Thank you for taking the time to scrutinize the Pangasinan Ring Structure. The suggestion that Mt. Amorong in Ilocos may be an impact crater is interesting, but there are many volcanic craters in the archipelago. Who knows? Maybe the lost crater that caused the Australasian tektite strewn field is in this country? The one who finds it will indeed be lucky and famous, too.

Anonymous said...

Greetings. My findings in 2006 (using Google Earth) and a report to PAGASA last 2007 is now in discussion. The Pangasinan Eye is arguably similar to Manicouagan Impact Crater. My message to PAGASA has no reply upon their investigation. If proven as a astrobleme, it would be an attraction and a new topic in science books.

Anonymous said...

Another great topic noticeable because of 100% unproven accuracy as a impact crater is the Nastapoka Arc in Hudbon Bay of Canada, just located west of Manicouagan astrobleme. It is near-perfect circular arc with an stunning diameter of 279.67 miles. Findings revealed that its a landform but its perfect shape (see Google Earth) and Hudson Bay's low magnetic field suggest that it is something else.

Anonymous said...

if there's tektite you will find meteorites! kyler

Buzz Lightyear said...

Wow, that is amazing, just like Jeff from Melbourne (top of the list of comments), I happened to look up Dagupan City in Pangasinan on Google Maps (just because someone from there visited my blog). As soon as I saw that nearby ring structure just to the southeast, it immediately made me think that this is some kind of an impact crater. So, like Jeff, I googled "meteor impact craters in Philippines" and I came across your blog. Glad I did.
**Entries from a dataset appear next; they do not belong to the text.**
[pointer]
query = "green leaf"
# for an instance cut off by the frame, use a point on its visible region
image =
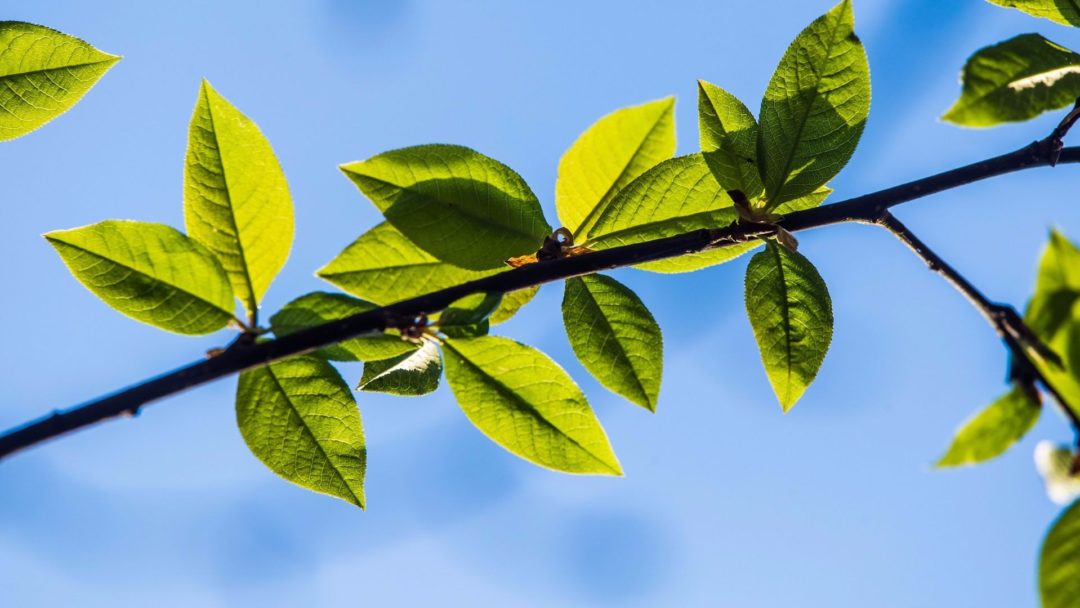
(792, 315)
(42, 73)
(728, 133)
(385, 267)
(512, 302)
(527, 404)
(677, 196)
(994, 430)
(235, 198)
(1060, 563)
(455, 203)
(299, 418)
(608, 156)
(150, 272)
(318, 308)
(470, 310)
(814, 107)
(1015, 80)
(1065, 12)
(412, 374)
(615, 337)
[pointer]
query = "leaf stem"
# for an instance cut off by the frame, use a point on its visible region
(868, 208)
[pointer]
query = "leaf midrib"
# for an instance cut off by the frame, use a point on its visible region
(140, 273)
(459, 208)
(622, 350)
(110, 59)
(603, 203)
(501, 388)
(252, 299)
(806, 115)
(307, 429)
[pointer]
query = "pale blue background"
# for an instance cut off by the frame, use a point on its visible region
(726, 502)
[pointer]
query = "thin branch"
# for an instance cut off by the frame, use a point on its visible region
(867, 208)
(1016, 336)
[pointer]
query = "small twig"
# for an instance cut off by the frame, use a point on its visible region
(867, 208)
(1017, 337)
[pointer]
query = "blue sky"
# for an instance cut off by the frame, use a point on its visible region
(726, 501)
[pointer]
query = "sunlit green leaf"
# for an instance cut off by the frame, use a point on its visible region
(993, 430)
(1060, 563)
(235, 199)
(615, 337)
(527, 404)
(677, 196)
(608, 156)
(383, 267)
(792, 315)
(512, 302)
(415, 373)
(728, 133)
(1065, 12)
(814, 107)
(455, 203)
(299, 418)
(470, 310)
(42, 73)
(1016, 80)
(150, 272)
(318, 308)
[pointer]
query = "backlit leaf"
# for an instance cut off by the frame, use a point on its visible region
(994, 430)
(150, 272)
(792, 315)
(677, 196)
(728, 133)
(527, 404)
(1016, 80)
(235, 199)
(299, 418)
(42, 73)
(607, 157)
(615, 337)
(415, 373)
(455, 203)
(814, 107)
(1065, 12)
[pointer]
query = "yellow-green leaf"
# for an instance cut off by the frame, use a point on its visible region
(728, 134)
(527, 404)
(792, 316)
(457, 204)
(150, 272)
(42, 73)
(994, 430)
(615, 337)
(814, 107)
(1065, 12)
(1016, 80)
(413, 374)
(677, 196)
(235, 198)
(299, 418)
(607, 157)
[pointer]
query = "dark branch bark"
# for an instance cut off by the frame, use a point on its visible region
(868, 208)
(1016, 336)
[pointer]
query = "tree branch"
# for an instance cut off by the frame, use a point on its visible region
(1018, 338)
(868, 208)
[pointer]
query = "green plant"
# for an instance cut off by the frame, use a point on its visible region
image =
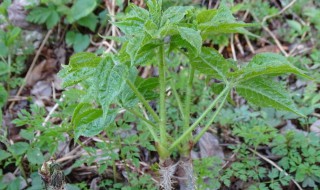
(110, 82)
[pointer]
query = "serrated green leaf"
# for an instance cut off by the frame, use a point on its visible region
(206, 15)
(138, 12)
(35, 156)
(127, 98)
(84, 113)
(267, 64)
(112, 78)
(72, 78)
(191, 36)
(212, 63)
(96, 126)
(18, 148)
(80, 9)
(264, 92)
(131, 26)
(4, 155)
(90, 21)
(175, 14)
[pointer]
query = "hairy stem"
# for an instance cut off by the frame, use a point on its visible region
(143, 101)
(195, 124)
(162, 104)
(178, 99)
(187, 102)
(185, 149)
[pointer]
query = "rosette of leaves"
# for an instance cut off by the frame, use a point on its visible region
(110, 82)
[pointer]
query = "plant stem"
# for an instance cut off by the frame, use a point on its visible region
(149, 124)
(162, 104)
(143, 100)
(195, 124)
(178, 99)
(211, 120)
(188, 99)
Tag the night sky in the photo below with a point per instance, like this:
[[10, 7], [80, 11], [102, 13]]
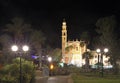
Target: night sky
[[47, 15]]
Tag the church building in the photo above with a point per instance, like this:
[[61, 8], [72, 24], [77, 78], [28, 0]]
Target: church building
[[72, 50]]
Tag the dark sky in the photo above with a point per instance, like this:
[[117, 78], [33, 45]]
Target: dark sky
[[47, 15]]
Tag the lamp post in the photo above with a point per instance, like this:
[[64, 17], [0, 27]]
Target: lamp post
[[24, 48], [101, 53], [98, 51]]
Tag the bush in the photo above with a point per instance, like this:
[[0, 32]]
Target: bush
[[10, 73]]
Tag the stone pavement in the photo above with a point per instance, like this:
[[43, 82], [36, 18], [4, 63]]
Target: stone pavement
[[52, 79]]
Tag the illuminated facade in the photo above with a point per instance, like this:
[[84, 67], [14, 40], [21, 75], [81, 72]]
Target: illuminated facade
[[72, 51]]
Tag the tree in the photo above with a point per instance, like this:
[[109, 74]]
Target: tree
[[106, 27], [85, 37], [37, 39], [13, 33], [87, 55], [56, 54], [17, 28]]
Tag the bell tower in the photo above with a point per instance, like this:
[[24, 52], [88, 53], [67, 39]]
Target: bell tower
[[64, 37]]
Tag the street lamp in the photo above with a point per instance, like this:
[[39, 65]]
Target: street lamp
[[98, 51], [49, 59], [24, 48], [101, 53]]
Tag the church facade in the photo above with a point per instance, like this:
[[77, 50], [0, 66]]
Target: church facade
[[72, 51]]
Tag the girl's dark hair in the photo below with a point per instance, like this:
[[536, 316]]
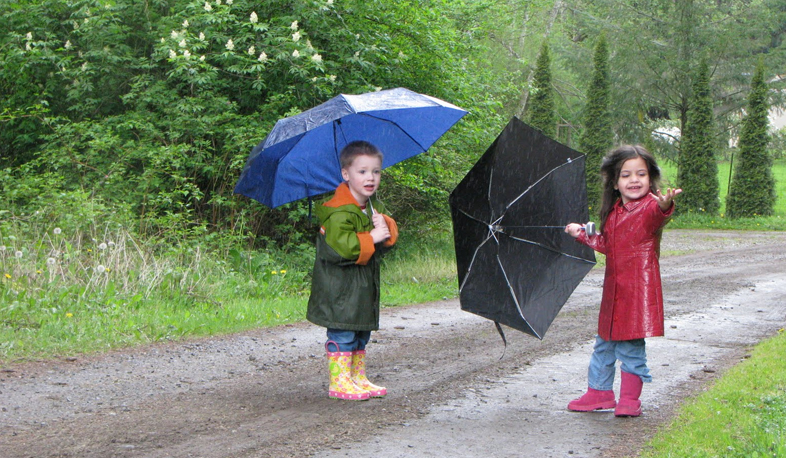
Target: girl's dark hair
[[610, 171], [355, 149]]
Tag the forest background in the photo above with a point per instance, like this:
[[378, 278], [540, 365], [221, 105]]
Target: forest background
[[124, 126]]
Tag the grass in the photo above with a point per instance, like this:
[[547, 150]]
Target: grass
[[743, 415]]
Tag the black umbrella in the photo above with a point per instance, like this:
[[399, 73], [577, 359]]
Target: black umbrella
[[516, 265]]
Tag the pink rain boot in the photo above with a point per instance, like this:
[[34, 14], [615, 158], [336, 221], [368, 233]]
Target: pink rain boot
[[359, 375], [593, 400], [630, 390]]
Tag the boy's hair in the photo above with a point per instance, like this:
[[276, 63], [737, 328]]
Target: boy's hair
[[610, 171], [355, 149]]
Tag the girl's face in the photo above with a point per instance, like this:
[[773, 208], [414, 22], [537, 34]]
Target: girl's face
[[363, 176], [634, 180]]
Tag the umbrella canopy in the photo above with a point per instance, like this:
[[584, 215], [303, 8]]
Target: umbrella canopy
[[516, 265], [299, 157]]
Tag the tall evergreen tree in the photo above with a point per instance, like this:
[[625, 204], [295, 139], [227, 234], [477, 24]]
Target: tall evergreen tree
[[597, 137], [698, 171], [752, 190], [541, 110]]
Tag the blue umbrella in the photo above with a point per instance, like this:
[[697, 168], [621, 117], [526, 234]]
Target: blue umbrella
[[299, 157]]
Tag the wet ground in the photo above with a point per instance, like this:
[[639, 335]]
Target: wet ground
[[264, 393]]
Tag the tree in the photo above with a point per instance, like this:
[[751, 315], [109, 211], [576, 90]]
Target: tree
[[541, 110], [752, 190], [597, 137], [698, 171]]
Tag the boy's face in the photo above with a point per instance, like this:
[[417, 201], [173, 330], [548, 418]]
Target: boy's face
[[363, 177]]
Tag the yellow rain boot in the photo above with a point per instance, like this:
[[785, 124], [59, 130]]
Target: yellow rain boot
[[341, 384], [358, 373]]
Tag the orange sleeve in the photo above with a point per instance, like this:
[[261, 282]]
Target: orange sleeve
[[393, 228], [366, 248]]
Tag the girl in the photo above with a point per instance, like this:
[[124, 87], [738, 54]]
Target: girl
[[633, 213]]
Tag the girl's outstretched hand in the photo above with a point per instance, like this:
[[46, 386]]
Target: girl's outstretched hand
[[665, 200]]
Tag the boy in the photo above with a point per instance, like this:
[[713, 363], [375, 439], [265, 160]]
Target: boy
[[345, 288]]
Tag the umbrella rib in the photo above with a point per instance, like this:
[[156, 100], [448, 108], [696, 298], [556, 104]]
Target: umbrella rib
[[515, 299], [535, 183], [550, 249]]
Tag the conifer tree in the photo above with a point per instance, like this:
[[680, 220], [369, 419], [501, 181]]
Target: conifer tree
[[541, 110], [698, 170], [752, 190], [597, 137]]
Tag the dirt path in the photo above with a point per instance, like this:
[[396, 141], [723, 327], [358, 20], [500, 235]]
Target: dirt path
[[264, 393]]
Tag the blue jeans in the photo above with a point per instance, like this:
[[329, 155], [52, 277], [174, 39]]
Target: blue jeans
[[348, 340], [631, 353]]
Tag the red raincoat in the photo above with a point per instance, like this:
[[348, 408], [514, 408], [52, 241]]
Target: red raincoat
[[632, 304]]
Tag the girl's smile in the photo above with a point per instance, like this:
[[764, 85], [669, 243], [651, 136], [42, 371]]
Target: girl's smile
[[634, 180]]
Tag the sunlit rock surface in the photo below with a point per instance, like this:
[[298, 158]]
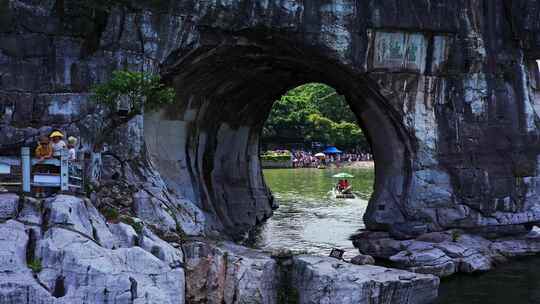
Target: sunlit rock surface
[[228, 273], [326, 280], [446, 91], [446, 253], [68, 259]]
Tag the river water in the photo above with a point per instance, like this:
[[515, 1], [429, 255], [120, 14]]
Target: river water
[[309, 221]]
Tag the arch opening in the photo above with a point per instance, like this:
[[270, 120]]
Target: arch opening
[[225, 92]]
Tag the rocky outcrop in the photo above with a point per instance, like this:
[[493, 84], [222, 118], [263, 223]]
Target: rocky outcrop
[[66, 253], [226, 273], [327, 280], [446, 253]]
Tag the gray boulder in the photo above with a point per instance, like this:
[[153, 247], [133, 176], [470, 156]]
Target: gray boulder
[[363, 259], [72, 261], [325, 280], [226, 273]]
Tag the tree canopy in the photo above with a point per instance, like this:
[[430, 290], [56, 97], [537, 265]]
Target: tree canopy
[[314, 112]]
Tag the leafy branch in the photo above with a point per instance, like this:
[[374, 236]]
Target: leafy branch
[[136, 91]]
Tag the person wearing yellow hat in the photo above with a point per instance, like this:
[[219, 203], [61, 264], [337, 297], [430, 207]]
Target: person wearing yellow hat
[[58, 144], [72, 148]]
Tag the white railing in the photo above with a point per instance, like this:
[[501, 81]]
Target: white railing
[[17, 172]]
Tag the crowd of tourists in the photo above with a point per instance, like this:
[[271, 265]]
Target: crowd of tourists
[[305, 159], [49, 147]]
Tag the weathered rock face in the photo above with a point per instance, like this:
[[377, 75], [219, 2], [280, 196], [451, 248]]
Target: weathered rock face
[[446, 253], [325, 280], [447, 92], [228, 273], [66, 253]]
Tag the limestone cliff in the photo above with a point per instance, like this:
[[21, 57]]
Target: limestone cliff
[[446, 90]]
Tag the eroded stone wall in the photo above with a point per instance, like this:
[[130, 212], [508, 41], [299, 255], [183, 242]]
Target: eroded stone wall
[[446, 90]]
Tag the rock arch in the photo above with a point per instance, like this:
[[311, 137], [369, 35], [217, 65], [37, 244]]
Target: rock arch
[[448, 83], [230, 86]]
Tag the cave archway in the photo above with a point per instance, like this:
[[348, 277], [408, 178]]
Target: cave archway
[[207, 145]]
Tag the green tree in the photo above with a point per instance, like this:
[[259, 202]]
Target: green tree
[[315, 112], [139, 91]]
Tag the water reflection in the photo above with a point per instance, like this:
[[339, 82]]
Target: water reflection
[[307, 219], [517, 282]]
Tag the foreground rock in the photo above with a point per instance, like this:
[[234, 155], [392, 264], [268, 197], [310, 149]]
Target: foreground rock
[[225, 273], [446, 253], [327, 280], [75, 258]]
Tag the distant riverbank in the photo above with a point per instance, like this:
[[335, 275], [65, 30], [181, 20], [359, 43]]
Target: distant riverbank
[[365, 164]]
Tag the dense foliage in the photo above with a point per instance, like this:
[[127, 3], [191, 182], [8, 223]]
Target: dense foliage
[[315, 112], [131, 92], [141, 89]]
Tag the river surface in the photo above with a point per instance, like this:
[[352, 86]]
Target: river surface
[[307, 220]]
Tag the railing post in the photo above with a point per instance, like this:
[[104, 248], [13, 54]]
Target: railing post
[[26, 164], [95, 167], [64, 170]]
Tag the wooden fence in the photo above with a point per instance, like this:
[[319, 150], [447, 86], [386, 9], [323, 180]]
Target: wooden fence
[[24, 172]]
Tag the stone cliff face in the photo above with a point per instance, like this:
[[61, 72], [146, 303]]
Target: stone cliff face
[[446, 90]]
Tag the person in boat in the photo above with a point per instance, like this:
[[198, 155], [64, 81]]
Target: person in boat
[[343, 186]]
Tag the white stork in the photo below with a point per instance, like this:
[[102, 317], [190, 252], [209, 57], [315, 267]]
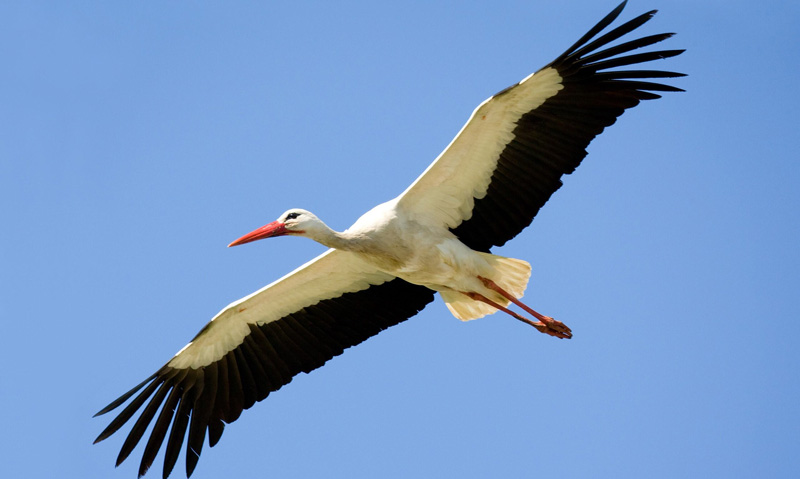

I'm really curious about this also. Have you had any updates? I just returned home to the U.S. from the Philippines a few weeks ago (my wife is from the Philippines), but Pangasinan is farther north than the region where we usually travel. I will try to see if any of my friends in or from the Philippines might know anything further about it -- I am sure some Filipino geologists have checked it out at some point in time.

alvinwriter said...

Hi Buzz Lightyear. Curiosity is always good and our imagination can be helpful in determining the truth behind a mystery. From overhead photos, the Pangasinan Ring appears to be a depression or basin, but if you look at it at ground level using the 3D features of Google Earth, you can see that it's really a vast mound with undulating hills. Its extremities form the ring shape. But who knows, there may actually be an undiscovered asteroid crater out there.

Anonymous said...

Where exactly in pangasinan is this located when you're on the ground?!